Acı, daha farklıdır. Acı, ruhun gözyaşıdır. Bedene değil, doğrudan kalbe ya da zihne dokunur. Bir kaybın ardından gelir, bir ayrılığın peşine takılır ya da hayal kırıklıklarıyla filizlenir. Acı, sadece hissedilir; yeri yoktur, çünkü her yerdedir. Ne bir ilaçla geçer ne de zamanın sihirli değneğiyle tamamen silinir. Acı, insanı insan yapan o derin kuyudur. Acıyla büyürüz, onunla olgunlaşırız, ama asla ona alışmayız.
Sızı ise daha farklı bir sestir. O, ağrı ve acının arasında, ince bir ip üzerinde yürür. Sessiz ama sürekli bir dokunuştur. Tıpkı hafifçe çalan bir keman gibi, aralıksız bir melodiyle sizi takip eder. Sızı, kendini unutturmaz. Bazen bir özlemdir, bazen geçmişten gelen bir hatıra. En tehlikelisi de budur belki. Çünkü sızı, çekilebilir gibi görünür. İnsan onu hayatının bir parçası haline getirir.

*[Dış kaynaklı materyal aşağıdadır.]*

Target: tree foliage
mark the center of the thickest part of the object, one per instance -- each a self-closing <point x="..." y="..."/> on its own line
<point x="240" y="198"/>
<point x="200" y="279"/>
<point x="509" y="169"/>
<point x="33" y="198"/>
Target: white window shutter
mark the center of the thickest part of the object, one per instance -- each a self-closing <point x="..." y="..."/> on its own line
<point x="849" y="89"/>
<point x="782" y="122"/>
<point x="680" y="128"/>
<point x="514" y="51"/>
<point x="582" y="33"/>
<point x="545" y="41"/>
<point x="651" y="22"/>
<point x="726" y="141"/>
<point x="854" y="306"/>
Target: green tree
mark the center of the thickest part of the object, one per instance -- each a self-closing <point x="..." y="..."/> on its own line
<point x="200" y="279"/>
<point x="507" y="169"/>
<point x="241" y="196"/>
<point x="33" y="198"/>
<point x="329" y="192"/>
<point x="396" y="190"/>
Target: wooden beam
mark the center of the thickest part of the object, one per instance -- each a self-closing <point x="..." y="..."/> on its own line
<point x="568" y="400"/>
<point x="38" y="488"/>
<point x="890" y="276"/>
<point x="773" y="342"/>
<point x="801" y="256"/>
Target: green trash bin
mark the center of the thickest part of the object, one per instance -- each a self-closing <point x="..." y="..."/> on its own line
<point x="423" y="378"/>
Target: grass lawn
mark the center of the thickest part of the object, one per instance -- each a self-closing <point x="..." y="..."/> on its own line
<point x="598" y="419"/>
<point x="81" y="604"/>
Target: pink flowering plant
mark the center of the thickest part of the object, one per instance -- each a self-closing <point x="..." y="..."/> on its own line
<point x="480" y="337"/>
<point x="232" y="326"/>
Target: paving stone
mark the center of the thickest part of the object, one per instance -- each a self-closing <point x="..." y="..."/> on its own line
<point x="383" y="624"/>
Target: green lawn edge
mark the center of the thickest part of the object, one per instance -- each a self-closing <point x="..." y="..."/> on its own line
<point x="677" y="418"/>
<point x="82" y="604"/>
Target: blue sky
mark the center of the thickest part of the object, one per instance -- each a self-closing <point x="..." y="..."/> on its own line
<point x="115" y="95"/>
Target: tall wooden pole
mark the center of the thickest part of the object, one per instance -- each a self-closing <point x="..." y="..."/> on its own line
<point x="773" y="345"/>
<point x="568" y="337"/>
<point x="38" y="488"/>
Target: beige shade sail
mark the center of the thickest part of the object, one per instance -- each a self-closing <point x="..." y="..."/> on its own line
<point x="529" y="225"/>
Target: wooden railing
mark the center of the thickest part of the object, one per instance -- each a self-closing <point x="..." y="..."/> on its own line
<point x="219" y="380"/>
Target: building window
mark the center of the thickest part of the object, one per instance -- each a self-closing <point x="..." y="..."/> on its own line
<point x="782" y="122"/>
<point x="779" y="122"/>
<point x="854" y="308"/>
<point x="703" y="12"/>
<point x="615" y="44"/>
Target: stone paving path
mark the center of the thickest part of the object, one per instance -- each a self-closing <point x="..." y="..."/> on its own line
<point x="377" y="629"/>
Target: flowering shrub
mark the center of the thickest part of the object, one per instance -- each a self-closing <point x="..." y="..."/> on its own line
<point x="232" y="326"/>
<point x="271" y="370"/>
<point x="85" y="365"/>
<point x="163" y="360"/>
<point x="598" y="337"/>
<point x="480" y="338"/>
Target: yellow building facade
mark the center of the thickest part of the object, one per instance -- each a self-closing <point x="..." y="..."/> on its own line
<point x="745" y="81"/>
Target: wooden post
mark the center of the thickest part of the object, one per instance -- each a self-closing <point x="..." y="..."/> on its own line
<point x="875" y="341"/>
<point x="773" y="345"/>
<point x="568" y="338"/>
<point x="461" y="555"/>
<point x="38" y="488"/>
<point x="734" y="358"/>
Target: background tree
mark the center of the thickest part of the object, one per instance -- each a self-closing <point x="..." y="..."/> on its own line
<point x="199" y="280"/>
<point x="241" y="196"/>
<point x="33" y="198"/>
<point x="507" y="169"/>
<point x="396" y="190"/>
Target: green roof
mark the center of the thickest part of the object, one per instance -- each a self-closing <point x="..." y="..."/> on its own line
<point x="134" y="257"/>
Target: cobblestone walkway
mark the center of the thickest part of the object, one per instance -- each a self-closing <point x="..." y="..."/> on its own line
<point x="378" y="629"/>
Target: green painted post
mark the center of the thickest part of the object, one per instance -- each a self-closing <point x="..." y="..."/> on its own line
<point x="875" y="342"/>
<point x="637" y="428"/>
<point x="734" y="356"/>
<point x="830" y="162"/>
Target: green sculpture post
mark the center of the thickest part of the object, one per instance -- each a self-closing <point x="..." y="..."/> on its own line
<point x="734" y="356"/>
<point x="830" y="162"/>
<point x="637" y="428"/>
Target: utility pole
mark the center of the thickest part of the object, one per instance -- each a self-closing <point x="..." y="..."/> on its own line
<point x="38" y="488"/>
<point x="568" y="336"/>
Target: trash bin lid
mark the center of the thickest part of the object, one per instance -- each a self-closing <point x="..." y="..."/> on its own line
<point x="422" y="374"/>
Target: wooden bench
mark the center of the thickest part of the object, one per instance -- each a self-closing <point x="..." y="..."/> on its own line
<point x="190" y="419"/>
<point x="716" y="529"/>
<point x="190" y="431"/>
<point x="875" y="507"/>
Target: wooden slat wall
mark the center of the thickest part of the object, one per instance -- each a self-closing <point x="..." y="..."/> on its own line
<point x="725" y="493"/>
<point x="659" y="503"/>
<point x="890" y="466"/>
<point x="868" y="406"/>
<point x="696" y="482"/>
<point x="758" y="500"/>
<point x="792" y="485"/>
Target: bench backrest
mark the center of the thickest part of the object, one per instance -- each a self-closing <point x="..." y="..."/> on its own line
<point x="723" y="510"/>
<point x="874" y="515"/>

Oysa derinlere kök salmıştır; fark ettirmeden büyür, varlığını hissettirmeden sizi ele geçirir.
Ağrı kesilebilir, acı zamanla hafifleyebilir, ama sızı kalır. Sessizce, sakince, belki de bir ömür boyu…
Ağrı, bedenin haykırışı.
Acı, ruhun isyanı.
Sızı, ikisinin uzlaşmaz diyaloğu.
Bir insanın yaşadıklarına verdiği tepki, onun karakterini şekillendirir. Ağrıya sabretmek güç gerektirir. Acıyla yüzleşmek cesaret ister. Sızıyı taşımak ise bir sanattır. Çünkü sızı, insanın yaşamına işlenmiş bir nakış gibidir; onu yok etmek mümkün değildir.
Sahi, siz hangi sesle başa çıkmaya çalışıyorsunuz?